Recycling buy-back centers, where recyclable materials are brought and exchanged for money, play an important role in managing waste by keeping it out of the environment and diverting valuable resources from landfills.
Now, entrepreneurs are taking the initiative to start up such buy-back centres, recognising that they not only contribute to getting valuable resources out of the waste stream, but that they can also potentially generate sustainable income opportunities, both for themselves and others.
In doing so, environmental and litter issues are tackled, while communities are empowered and developed from a social-economic perspective.
Companies such as PETCO – a Producer Responsibility Organisation whose main responsibility is facilitating the collection and recycling of Polyethylene Terephthalate (PET) plastic bottles – provide support to these entrepreneurs on this journey.
“The PET recycling sector has an important role to play in contributing to the transformation of the South African economy. Few issues are more important,“ said PETCO CEO, Cheri Scholtz.
“PETCO provides financial and other support to the collection and recycling value chain to increase the street value of PET packaging and stimulate its collection. The majority of these support projects are aimed at recycling partners or buy-back centres through the sponsorship of infrastructure and equipment that allows them to improve efficiency as well as the quantity and quality of the materials they collect.”
Recently, three such innovative entrepreneurs were recognised in the annual PETCO Awards for the work they have done in driving sustainability and contributing to the circular economy. They have created formal and informal jobs and income opportunities within the communities within which they operate.
Linah Duduzile Ndala is the co-ordinator of the Zonda Insila Programme, based in the Msukaligwa local municipality in Mpumalanga. The programme first launched in March 2019, with four buy-back centre projects, and has since grown to an impressive total of 14 projects: five in Nkangala, two in Bohlabela, one in Gert Sibande and six in the Ehlanzeni District.
“People have got very different opinions regarding waste, but there is one that is outdated, which is that ‘waste is trash’,” explains Ndala. “I have come to learn that waste can actually be equated with wealth and money.”
The initiative, which collected over five tonnes of Polyethylene Terephthalate (PET) recyclables in 2021, now employs 240 people. The majority of those benefiting from this project are women, giving them the opportunity to create an income from their recyclable materials.
In Umlazi, Durban, there were no PET collection facilities available. However in 2020 Isphepho Enviro Ambassadorswas formed to change that.
“We started our business in 2020 with just three collectors,” says Londiwe Mbuyisa from Isphepho Enviro Ambassadors. “We now support 65 waste collectors selling us the PET waste that they have collected and we are currently collecting a minimum of 12 tonnes of plastic waste every month.”
She stresses the need for skills development and knowledge sharing in the industry, explaining how, when she started, she needed to learn about the different kinds of plastic and other materials that could be recycled, as well as how to run a business. She now shares this knowledge with those taking their first steps in the industry.

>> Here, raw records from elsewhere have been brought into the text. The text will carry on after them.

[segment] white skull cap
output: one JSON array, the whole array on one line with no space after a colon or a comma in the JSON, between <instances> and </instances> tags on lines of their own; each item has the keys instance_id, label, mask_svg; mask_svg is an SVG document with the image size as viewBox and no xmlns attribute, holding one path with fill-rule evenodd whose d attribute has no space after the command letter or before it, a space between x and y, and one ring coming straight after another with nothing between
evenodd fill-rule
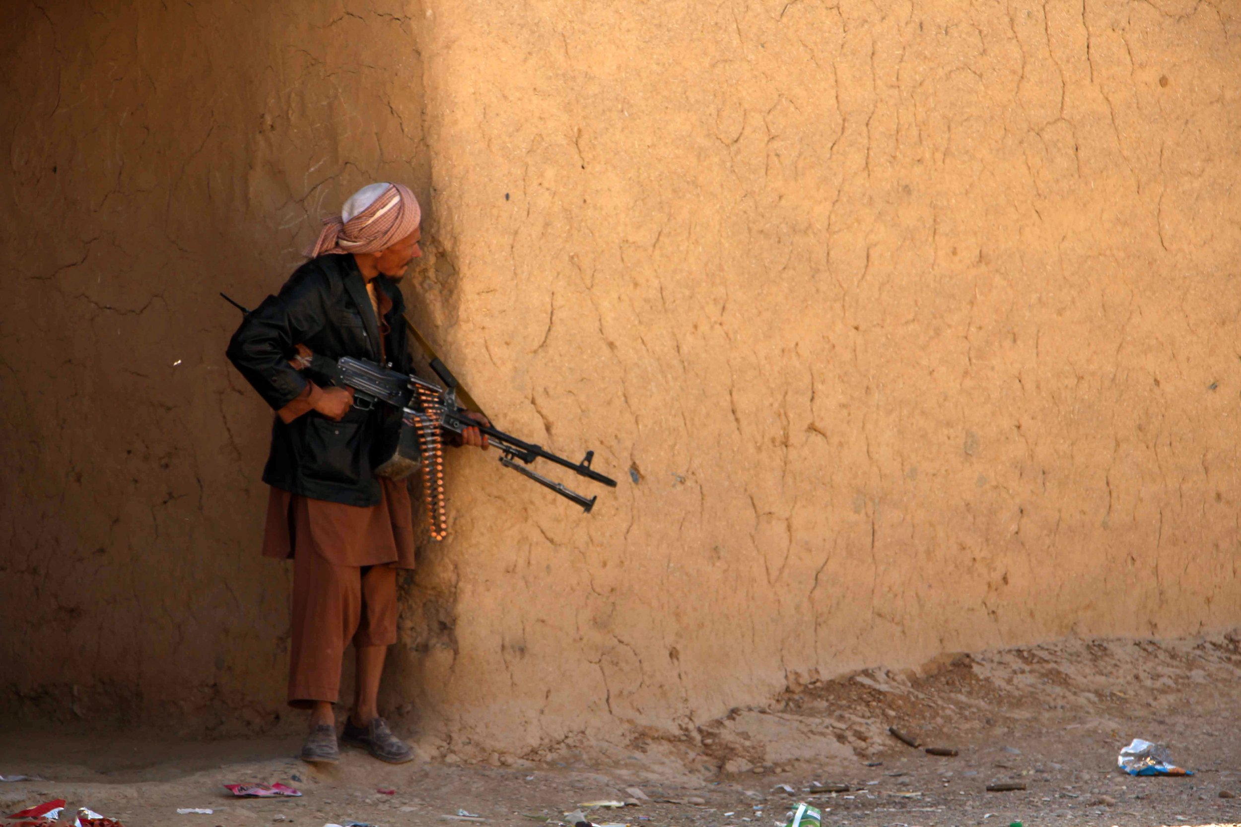
<instances>
[{"instance_id":1,"label":"white skull cap","mask_svg":"<svg viewBox=\"0 0 1241 827\"><path fill-rule=\"evenodd\" d=\"M387 192L391 186L391 184L367 184L365 187L349 196L349 201L346 201L345 206L340 208L340 219L349 223L354 216L375 203L375 201L381 195Z\"/></svg>"}]
</instances>

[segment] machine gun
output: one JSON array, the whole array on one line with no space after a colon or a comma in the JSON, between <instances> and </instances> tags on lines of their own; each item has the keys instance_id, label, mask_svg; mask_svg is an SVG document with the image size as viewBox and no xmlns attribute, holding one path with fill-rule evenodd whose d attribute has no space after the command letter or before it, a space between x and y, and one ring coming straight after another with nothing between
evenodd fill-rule
<instances>
[{"instance_id":1,"label":"machine gun","mask_svg":"<svg viewBox=\"0 0 1241 827\"><path fill-rule=\"evenodd\" d=\"M240 304L220 294L226 301L236 306L244 314L249 311ZM410 324L406 319L406 324ZM419 343L424 342L422 336L413 329ZM443 433L460 435L467 428L478 428L486 434L488 440L500 449L500 464L508 469L534 480L539 485L547 487L566 500L581 506L582 511L589 513L594 507L596 497L583 495L556 482L537 471L532 471L530 465L537 459L544 459L563 466L578 476L602 482L606 486L616 487L616 480L599 474L591 467L594 451L586 451L581 462L573 462L557 456L541 445L527 443L506 434L489 424L484 425L469 415L465 408L457 404L459 384L452 371L429 351L429 346L423 343L427 355L431 357L431 368L443 382L443 387L427 382L426 379L393 371L371 362L369 360L343 356L331 360L319 355L303 357L300 362L307 368L321 377L325 382L338 387L347 387L354 391L354 405L362 410L375 407L376 402L383 402L401 410L403 427L396 439L396 444L385 446L385 460L375 470L376 474L390 479L403 479L421 466L423 480L423 495L431 516L431 536L434 539L443 539L447 533L447 520L444 515L443 493ZM519 465L517 461L522 462Z\"/></svg>"}]
</instances>

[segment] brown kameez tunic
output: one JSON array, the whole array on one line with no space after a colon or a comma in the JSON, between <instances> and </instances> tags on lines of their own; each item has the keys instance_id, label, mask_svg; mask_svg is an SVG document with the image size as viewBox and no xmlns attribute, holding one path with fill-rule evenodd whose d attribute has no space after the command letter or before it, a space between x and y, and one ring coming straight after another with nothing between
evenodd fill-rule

“We have empowered over 40 individuals from the areas who are first-time collectors of PET by providing training and skills development. We share our resources, which include supplying a one tonne woven bag to each of them and PPE gloves, so that collectors can get started and earn an income and feed their families,” she continues.
For Mbuyisa it is not just about creating jobs for adults, but also about developing skills within the youth which can translate into opportunities later in life.
“With this programme, we thought that we needed to teach youngsters about the values of recycling and the possible opportunities that exist within the circular economy. Maybe when they grow up, they will become entrepreneurs and come up with innovations that give solutions to the problems of waste management that we are facing now,” she continues.
Another waste-trepreneur is Ahmed Scholtz, founder of The Artell. He started off 30 years ago by repurposing PET bottles into water feeding containers for chickens. Fast-forward to the present and he is Mahikeng’s biggest trader of post -consumer PET recycler. This business is the town’s biggest buy-back centre, and now employs 11 staff, services 1 200 collectors and collects 10 to 15 tonnes of recyclables every month.
“If I can look back many years, I can say the difference is that the waste that was laying around, scattered all over, is there no more. This is because collectors are now picking it up. They bring it to the buy-back centre where they earn a living every day,” says Scholtz.
“My mission is to ensure that each and every PET bottle in my community never ends up in a landfill,” he says. “We also support the vulnerable families by enabling them to make a decent living in a dignified manner.”
“The message that I would leave to South Africans about recycling, is that it is of vital importance, because of our environment. We only have this one world and we all must look after it, because if we lose it, we won’t have anything else,” he continues.
The inspiring stories of these entrepreneurs, along with six other winners of the PETCO Awards, have been celebrated in a first-of-its-kind documentary series, “Message in a Bottle”, that provides a behind-the-scenes look at the operations and efforts made by these innovators. It also highlights the invaluable contribution that these local heroes are making in bettering their communities and the environment.